Sur l'appel incident et les dépens :
Attendu que l'empiétement ne représente qu'une surface de 148 mètres carrés sur une propriété de 122 hectares ;
Qu'il apparaît ainsi que le préjudice est inexistant dès lors qu'il sera procédé à l'enlèvement de la clôture déjà ordonné ;
Que pour le surplus, Mademoiselle Y... ne justifie d'aucun préjudice autre que celui d'avoir dû engager des frais de justice qui sont par ailleurs compensés ;
Qu'elle sera donc déboutée de sa demande en dommages et intérêts ;
Attendu que le G.F.A. qui succombe, lui paiera en revanche une somme de 2. 000 euros au titre de l'article 700 du nouveau Code de procédure civile, ainsi que les dépens.
PAR CES MOTIFS,
Statuant publiquement, par arrêt contradictoire et en dernier ressort,
DÉCLARE irrecevable la demande de sursis à statuer.

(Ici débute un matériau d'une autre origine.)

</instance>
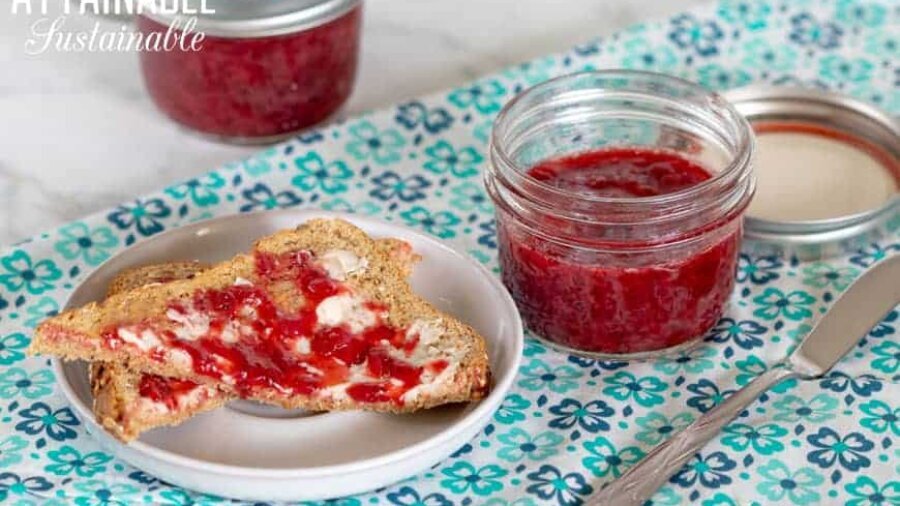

CONFIRME le jugement entrepris.
Y AJOUTANT,
CONDAMNE le G.F.A. de la Brossette à payer à Mademoiselle Laetitia Y... une somme de DEUX MILLE EUROS (2. 000 euros) au titre de l'article 700 du nouveau Code de procédure civile.
LE CONDAMNE aux dépens et accorde à Maître GARNIER, avoué, le bénéfice de l'article 699 du nouveau Code de procédure civile.
Arrêt signé par Monsieur Alain RAFFEJEAUD, président, et Mademoiselle Nathalie MAGNIER faisant fonction de greffier, auquel la minute de la décision a été remise par le magistrat signataire.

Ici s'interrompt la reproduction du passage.